好吧,你已经被告知,或者你自己发现了,全局变量(命名空间
可以在翻译单元之外访问的范围变量)是
邪恶™。但您知道它们有多真实吗?考虑
下面的程序,由两个文件 [main.cpp] 和 [numbers.cpp] 组成:
在 Windows 7 中,该程序可以与 MinGW g++ 4.4.1 和
视觉C++10.0。
由于类型不匹配,程序在运行时会崩溃。
正式解释:该程序具有未定义行为 (UB),而是
因此,崩溃时它可能会挂起,或者什么都不做,或者它
可以向美国、俄罗斯、印度总统发送威胁电子邮件,
中国和瑞士,让鼻恶魔从你的鼻子里飞出来。
实践说明:在
main.cpp
中,数组被视为指针,放置在与数组位于同一地址。对于 32 位可执行文件,这意味着第一个
数组中的
int
值被视为指针。即,在main.cpp
中numbers
变量包含或似乎包含(int*)1
。这导致程序访问地址空间最底部的内存,即
传统上保留并导致陷阱。结果:你会崩溃。
编译器完全有权不诊断此错误,
因为 C++11 §3.5/10 说,关于兼容类型的要求
对于声明,
同一段详细说明了允许的变化:
这种允许的变化不包括将名称声明为一个数组
翻译单元,并作为另一个翻译单元中的指针。
5.2 陷阱:过早优化(
memset
和朋友)。尚未编写
5.3 陷阱:使用 C 惯用法获取元素数量。
凭借深厚的 C 经验,很自然地可以这样写……
由于数组会在需要时衰减为指向第一个元素的指针,因此
表达式
sizeof(a)/sizeof(a[0])
也可以写成sizeof(a)/sizeof(*a)
。不管怎样,意思都是一样的它是用于查找数组元素的C 惯用法。
主要陷阱:C 习惯用法不是类型安全的。例如,代码
...
传递一个指向
N_ITEMS
的指针,因此很可能会产生错误结果。在 Windows 7 中编译为 32 位可执行文件,它会生成……
int const a[7]
重写为int const a[]
。int const a[]
重写为int const* a
。N_ITEMS
是通过指针调用的。sizeof(array)
(指针的大小)为 4。sizeof(*array)
相当于sizeof(int)< /code>,对于 32 位可执行文件也是 4。
为了在运行时检测此错误,您可以执行以下操作:
运行时错误检测比不检测好,但是有点浪费
处理器时间,也许还有更多的程序员时间。更好地检测
编译时间!如果您很高兴不支持 C++98 的本地类型数组,
那么你可以这样做:
用 g++ 编译这个定义并代入第一个完整的程序,
我得到了……
工作原理:数组通过引用传递给
n_items
,所以它确实如此不会衰减到指向第一个元素的指针,并且该函数可以只返回
类型指定的元素数量。
使用 C++11,您也可以将其用于本地类型的数组,并且它是类型安全的
用于查找数组元素数量的C++ 习惯用法。
5.4 C++11 - C++20 陷阱:使用 constexpr 数组大小函数。

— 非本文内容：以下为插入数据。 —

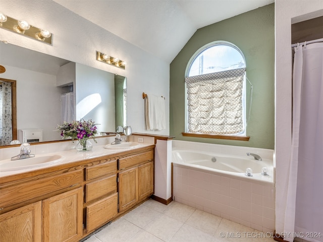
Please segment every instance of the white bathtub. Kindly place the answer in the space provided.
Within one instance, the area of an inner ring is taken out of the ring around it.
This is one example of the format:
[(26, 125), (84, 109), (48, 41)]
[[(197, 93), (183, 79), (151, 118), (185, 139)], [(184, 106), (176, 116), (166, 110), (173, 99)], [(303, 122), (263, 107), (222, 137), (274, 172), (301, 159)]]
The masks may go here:
[[(262, 160), (257, 160), (253, 156), (247, 156), (246, 153), (242, 156), (174, 148), (172, 161), (175, 166), (189, 167), (209, 173), (244, 180), (252, 179), (260, 184), (273, 184), (273, 160), (263, 158)], [(261, 174), (263, 167), (267, 168), (267, 175)], [(246, 175), (247, 168), (252, 169), (252, 176)]]
[[(272, 150), (173, 140), (173, 199), (259, 231), (274, 232), (273, 155)], [(261, 174), (263, 167), (269, 175)], [(247, 168), (252, 169), (252, 176), (245, 175)]]

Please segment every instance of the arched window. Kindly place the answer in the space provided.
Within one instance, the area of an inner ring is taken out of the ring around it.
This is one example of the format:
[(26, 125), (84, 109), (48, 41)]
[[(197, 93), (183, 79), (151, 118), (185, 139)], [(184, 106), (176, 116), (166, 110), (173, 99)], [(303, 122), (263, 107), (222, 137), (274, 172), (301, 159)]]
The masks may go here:
[(188, 63), (186, 132), (246, 134), (246, 62), (241, 51), (225, 41), (209, 44)]

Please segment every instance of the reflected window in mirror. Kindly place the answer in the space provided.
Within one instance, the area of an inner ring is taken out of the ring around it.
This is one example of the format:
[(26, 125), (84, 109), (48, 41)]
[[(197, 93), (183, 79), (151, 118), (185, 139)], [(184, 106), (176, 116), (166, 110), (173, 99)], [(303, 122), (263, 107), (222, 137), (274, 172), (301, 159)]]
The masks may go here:
[[(125, 77), (17, 45), (2, 44), (1, 42), (0, 45), (1, 65), (6, 69), (1, 76), (17, 82), (17, 102), (15, 105), (17, 107), (17, 122), (15, 124), (16, 128), (14, 130), (16, 139), (18, 138), (19, 130), (37, 129), (43, 130), (43, 142), (61, 140), (60, 134), (55, 130), (56, 127), (65, 119), (76, 119), (77, 116), (79, 116), (76, 112), (77, 101), (78, 99), (83, 99), (80, 97), (82, 93), (78, 92), (79, 90), (82, 92), (84, 92), (84, 90), (94, 92), (86, 93), (83, 98), (93, 93), (105, 92), (100, 93), (102, 102), (96, 107), (99, 110), (97, 112), (93, 109), (83, 117), (86, 120), (91, 119), (100, 124), (101, 125), (98, 125), (98, 132), (102, 132), (101, 135), (113, 135), (115, 134), (116, 126), (126, 126)], [(74, 71), (70, 71), (71, 66), (74, 67)], [(80, 69), (82, 73), (76, 69)], [(109, 76), (109, 79), (99, 81), (95, 73), (101, 72), (105, 73), (102, 75)], [(80, 78), (78, 77), (85, 80), (80, 82)], [(115, 103), (115, 99), (120, 96), (115, 93), (115, 77), (117, 80), (122, 80), (120, 94), (121, 99), (123, 99), (122, 104)], [(102, 87), (102, 85), (106, 86), (107, 82), (110, 82), (111, 83), (109, 90), (107, 88)], [(108, 91), (109, 92), (107, 93)], [(70, 114), (68, 116), (71, 117), (64, 117), (61, 112), (61, 95), (71, 92), (74, 93), (74, 97), (70, 99), (70, 104), (72, 106), (70, 109), (74, 113), (68, 111), (68, 114)], [(109, 104), (106, 104), (104, 101), (109, 101)], [(116, 123), (115, 115), (120, 113), (122, 121)]]
[(17, 139), (16, 81), (0, 78), (0, 145)]

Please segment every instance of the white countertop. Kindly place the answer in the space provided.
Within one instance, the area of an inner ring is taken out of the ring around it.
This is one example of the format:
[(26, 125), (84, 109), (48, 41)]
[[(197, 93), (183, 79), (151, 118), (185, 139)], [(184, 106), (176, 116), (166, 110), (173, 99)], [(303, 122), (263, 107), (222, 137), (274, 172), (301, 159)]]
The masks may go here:
[[(10, 162), (10, 160), (4, 160), (0, 161), (0, 178), (9, 175), (15, 175), (21, 173), (27, 172), (33, 170), (39, 170), (48, 167), (61, 165), (65, 164), (73, 163), (76, 161), (81, 161), (82, 160), (92, 159), (99, 157), (105, 155), (112, 154), (118, 154), (118, 153), (128, 151), (141, 148), (152, 145), (152, 144), (149, 143), (138, 143), (138, 145), (132, 147), (126, 147), (119, 149), (105, 149), (103, 148), (105, 145), (93, 146), (91, 150), (87, 151), (78, 151), (76, 150), (70, 150), (65, 151), (60, 151), (58, 152), (51, 153), (48, 154), (44, 154), (41, 155), (35, 155), (36, 156), (46, 156), (48, 155), (59, 154), (63, 156), (62, 158), (58, 162), (51, 163), (49, 164), (42, 164), (39, 166), (29, 168), (27, 169), (22, 169), (17, 170), (12, 170), (9, 171), (2, 171), (1, 164), (5, 162)], [(27, 158), (28, 159), (28, 158)], [(32, 159), (30, 158), (30, 159)]]

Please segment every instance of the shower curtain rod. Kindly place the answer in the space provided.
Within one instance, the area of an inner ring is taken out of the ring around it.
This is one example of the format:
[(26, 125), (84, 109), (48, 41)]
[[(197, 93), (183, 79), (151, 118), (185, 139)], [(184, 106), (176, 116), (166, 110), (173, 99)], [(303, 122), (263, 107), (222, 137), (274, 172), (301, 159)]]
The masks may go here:
[(293, 48), (293, 47), (297, 47), (297, 44), (298, 44), (299, 45), (302, 46), (302, 45), (304, 45), (305, 43), (306, 43), (306, 44), (312, 44), (313, 43), (316, 43), (317, 42), (323, 42), (323, 38), (314, 39), (314, 40), (310, 40), (309, 41), (305, 41), (305, 42), (302, 42), (301, 43), (296, 43), (296, 44), (292, 44), (292, 48)]

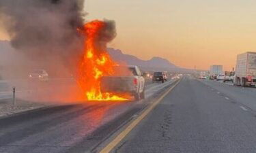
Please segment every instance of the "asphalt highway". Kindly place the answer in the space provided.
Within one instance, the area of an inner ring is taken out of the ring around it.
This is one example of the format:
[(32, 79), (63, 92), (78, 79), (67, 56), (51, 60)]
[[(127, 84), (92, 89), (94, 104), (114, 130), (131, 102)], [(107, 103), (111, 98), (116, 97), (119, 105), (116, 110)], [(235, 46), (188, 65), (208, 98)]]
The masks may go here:
[(0, 152), (89, 152), (175, 81), (147, 85), (139, 101), (85, 101), (0, 118)]
[(256, 152), (256, 89), (187, 75), (113, 152)]

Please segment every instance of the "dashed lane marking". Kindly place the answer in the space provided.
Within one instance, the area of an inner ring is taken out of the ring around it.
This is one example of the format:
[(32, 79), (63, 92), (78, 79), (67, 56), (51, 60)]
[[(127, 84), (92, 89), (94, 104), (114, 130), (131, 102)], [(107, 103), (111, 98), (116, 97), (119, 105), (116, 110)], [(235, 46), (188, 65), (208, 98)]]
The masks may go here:
[(248, 109), (246, 108), (245, 108), (244, 106), (240, 106), (240, 108), (242, 108), (242, 109), (243, 109), (244, 111), (248, 111)]
[(169, 94), (180, 82), (180, 80), (166, 92), (165, 92), (156, 101), (145, 110), (137, 119), (133, 120), (123, 131), (122, 131), (113, 140), (107, 144), (100, 153), (110, 152), (124, 138), (152, 111), (154, 107)]

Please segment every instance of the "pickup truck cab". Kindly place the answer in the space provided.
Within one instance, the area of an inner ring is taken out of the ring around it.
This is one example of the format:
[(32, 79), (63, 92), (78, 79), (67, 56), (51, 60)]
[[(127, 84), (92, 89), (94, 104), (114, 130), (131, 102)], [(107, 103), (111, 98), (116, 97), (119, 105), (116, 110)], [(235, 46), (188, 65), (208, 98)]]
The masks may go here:
[(101, 92), (128, 92), (132, 94), (135, 100), (144, 99), (145, 79), (139, 67), (128, 66), (117, 67), (117, 68), (126, 72), (117, 73), (115, 76), (103, 76), (100, 81)]
[(153, 78), (152, 78), (152, 82), (162, 82), (162, 83), (165, 82), (165, 81), (167, 81), (167, 78), (165, 78), (165, 74), (163, 72), (158, 71), (158, 72), (154, 72)]

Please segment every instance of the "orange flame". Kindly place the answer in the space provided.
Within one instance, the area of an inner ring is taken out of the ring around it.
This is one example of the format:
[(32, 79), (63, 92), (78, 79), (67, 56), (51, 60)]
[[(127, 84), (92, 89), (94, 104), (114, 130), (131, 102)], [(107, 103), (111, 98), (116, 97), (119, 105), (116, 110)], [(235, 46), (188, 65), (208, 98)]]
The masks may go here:
[(123, 101), (126, 98), (113, 93), (102, 93), (100, 78), (113, 75), (113, 67), (117, 65), (106, 52), (106, 47), (97, 43), (100, 31), (105, 22), (94, 20), (85, 24), (79, 31), (86, 36), (84, 55), (79, 67), (79, 84), (89, 101)]

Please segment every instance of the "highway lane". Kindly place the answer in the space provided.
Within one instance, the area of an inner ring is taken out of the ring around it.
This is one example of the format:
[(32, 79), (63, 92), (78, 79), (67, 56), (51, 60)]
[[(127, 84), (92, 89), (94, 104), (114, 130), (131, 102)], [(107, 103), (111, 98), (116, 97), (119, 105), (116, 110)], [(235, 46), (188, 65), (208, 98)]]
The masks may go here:
[(256, 111), (256, 88), (243, 88), (236, 86), (230, 83), (223, 83), (214, 80), (200, 80), (212, 90), (229, 98), (234, 103)]
[(173, 81), (147, 86), (145, 101), (85, 102), (0, 119), (0, 152), (89, 151)]
[(226, 87), (185, 77), (113, 152), (255, 152), (256, 116), (227, 95), (253, 89)]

使用 C++11 及更高版本,很自然地实现数组大小函数,如下所示:
这会生成数组中的元素数量作为编译时间常量。该函数甚至被标准化为
std::size
。例如,
size()
可用于声明与另一个数组大小相同的数组:但请考虑使用
constexpr
版本的代码:陷阱:直到 C++ 23 不允许使用引用
c
na常量表达式,并且所有主要编译器都拒绝此代码。来自 C++20 标准,[expr.const] p5.12 :c
既不能在常量表达式中使用,其生命周期也不在constexpr int n = ...
内开始,因此计算c
不是核心常数表达式。对于 C++23,这些限制已由 P2280:在常量表达式中使用未知的指针和引用。c
被视为对未指定对象的引用绑定 ([ expr.const] p8)。5.4.1 解决方法:C++20 兼容的
constexpr
大小函数std::extent
std::extent
不是一个可行的解决方法,因为如果constexpr
decltype( c ) >::value;Collection
不是数组,它就会失败。为了处理可以是非数组的集合,需要一个
size
函数,而且,对于编译时使用,需要编译时数组大小的表示。以及经典的 C++03 解决方案,效果很好
同样在 C++11 和 C++14 中,是让函数报告其结果而不是值
但通过其函数结果类型。例如这样:
关于
static_n_items
返回类型的选择:此代码不使用std::integral_constant
因为使用
std::integral_constant
表示结果直接作为
constexpr
值,重新引入原始问题。关于命名:此解决方案的一部分是
constexpr
-invalid-due-to-reference问题是要明确选择编译时间常数。
在 C++23 之前,像上面的 STATIC_N_ITEMS 这样的宏会产生可移植性,
例如,对于 clang 和 Visual C++ 编译器,保留类型安全。
相关:宏不尊重范围,因此为了避免名称冲突,它可以是
使用名称前缀是个好主意,例如
MYLIB_STATIC_N_ITEMS
。5. Common pitfalls when using arrays.
5.1 Pitfall: Trusting type-unsafe linking.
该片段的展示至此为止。